For me the core issue is why people are so happy to advocate for the deaths of the poor because of things like "the community has issues". Of course the withdrawal of EA donations is going to cause poor people to die. I mean yes, some funding will go elsewhere, but a lot of it's just going to go away. Sorry to vent but people are so endlessly disappointing.

> Elon musk may have wiped out most of the EA community gains by causing that defending

For sure!

> and was probably supported by the community in some sense

You sound fairly under-confident about that, presumably because you're guessing. It's wildly untrue.





I can't imagine EA people supported the USAID decision specifically - but the silicon valley environment, the investing bubble, our entire tech culture is why Musk has the power he does, right?

And the rationalist community writ large is very much part of that. The whole idea that private individuals should get to decide whether or not to do charity, or where they can casually stop giving funds or etc, or that so much money needs to be tied up in speculative investments and so on, I find that all pretty distasteful. Should life or death matters be up to whims like this?

I apologize though, I've gotten kinda bitter about a lot of these things over the last year. It's certainly a well intentioned philosophy and it did produce results for a time - there's many worse communities than that.


> the silicon valley environment, the investing bubble, our entire tech culture is why Musk has the power he does, right?

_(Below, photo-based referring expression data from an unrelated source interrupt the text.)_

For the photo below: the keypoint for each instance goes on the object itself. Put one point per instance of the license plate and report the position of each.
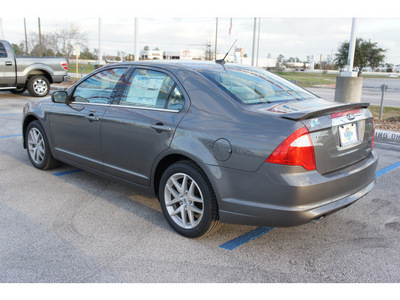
(348, 134)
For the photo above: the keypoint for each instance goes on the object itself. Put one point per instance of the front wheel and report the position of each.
(38, 147)
(187, 200)
(38, 86)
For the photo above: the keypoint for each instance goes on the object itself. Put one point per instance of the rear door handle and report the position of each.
(160, 127)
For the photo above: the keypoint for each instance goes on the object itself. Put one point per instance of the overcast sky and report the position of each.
(314, 28)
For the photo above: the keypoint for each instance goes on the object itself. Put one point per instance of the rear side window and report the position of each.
(253, 86)
(98, 88)
(152, 89)
(3, 52)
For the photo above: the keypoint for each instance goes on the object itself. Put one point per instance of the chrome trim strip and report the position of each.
(87, 103)
(146, 108)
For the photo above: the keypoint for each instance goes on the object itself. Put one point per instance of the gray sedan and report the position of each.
(214, 142)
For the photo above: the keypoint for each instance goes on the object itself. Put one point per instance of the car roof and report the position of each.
(173, 64)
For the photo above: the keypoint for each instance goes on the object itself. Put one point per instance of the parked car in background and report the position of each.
(18, 73)
(214, 142)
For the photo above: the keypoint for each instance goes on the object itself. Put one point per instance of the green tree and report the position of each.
(367, 54)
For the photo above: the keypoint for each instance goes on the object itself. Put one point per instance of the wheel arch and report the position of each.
(28, 119)
(169, 160)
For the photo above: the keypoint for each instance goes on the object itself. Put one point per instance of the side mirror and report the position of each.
(59, 97)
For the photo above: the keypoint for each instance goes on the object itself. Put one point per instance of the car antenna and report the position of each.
(222, 61)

For sure, not quibbling with any of that. The part I don't get is why it's EA's fault, at least more than it's many, many other people and organizations' fault. EA gets the flak because it wants to take money from rich people and use it to save poor people's lives. Not because it built the Silicon Valley environment / tech culture / investing bubble.

> Should life or death matters be up to whims like this?

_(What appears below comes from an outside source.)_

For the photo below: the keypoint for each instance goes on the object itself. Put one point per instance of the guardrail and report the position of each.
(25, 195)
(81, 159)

Referring back to my earlier comment, can you sell me on the idea that they shouldn't? If you think aid should all come from taxes, sell me on the idea that USAID is less subject to the whims of the powerful than individual donations. Also sell me on the idea that overseas aid will naturally increase if individual donations fall. Or, sell me on the idea that the lives of the poor don't matter.


For decades things like usaid were bipartisan and basically untouchable, so that and higher taxes would have been a fairly secure way to do things. The question is can that be accomplished again, or do we need a thorough overhaul of who's in power in various parts of society?

None of this will happen naturally though. We need to make it happen. So ultimately my position is that we need to aim efforts at making these changes, possibly at a higher priority than individual giving - if you can swing elections or change systems of government the potential impact is very high in terms of policy change and amount of total aid, and also in terms of how much money we allow the rich to play and gamble with. None of these are natural states of affairs.


(Sincerely) good luck with that, but I don't see why it means we should be against saving the lives of poor people in the immediate term. At some point we might just have to put it down to irreconcilably different mental wiring.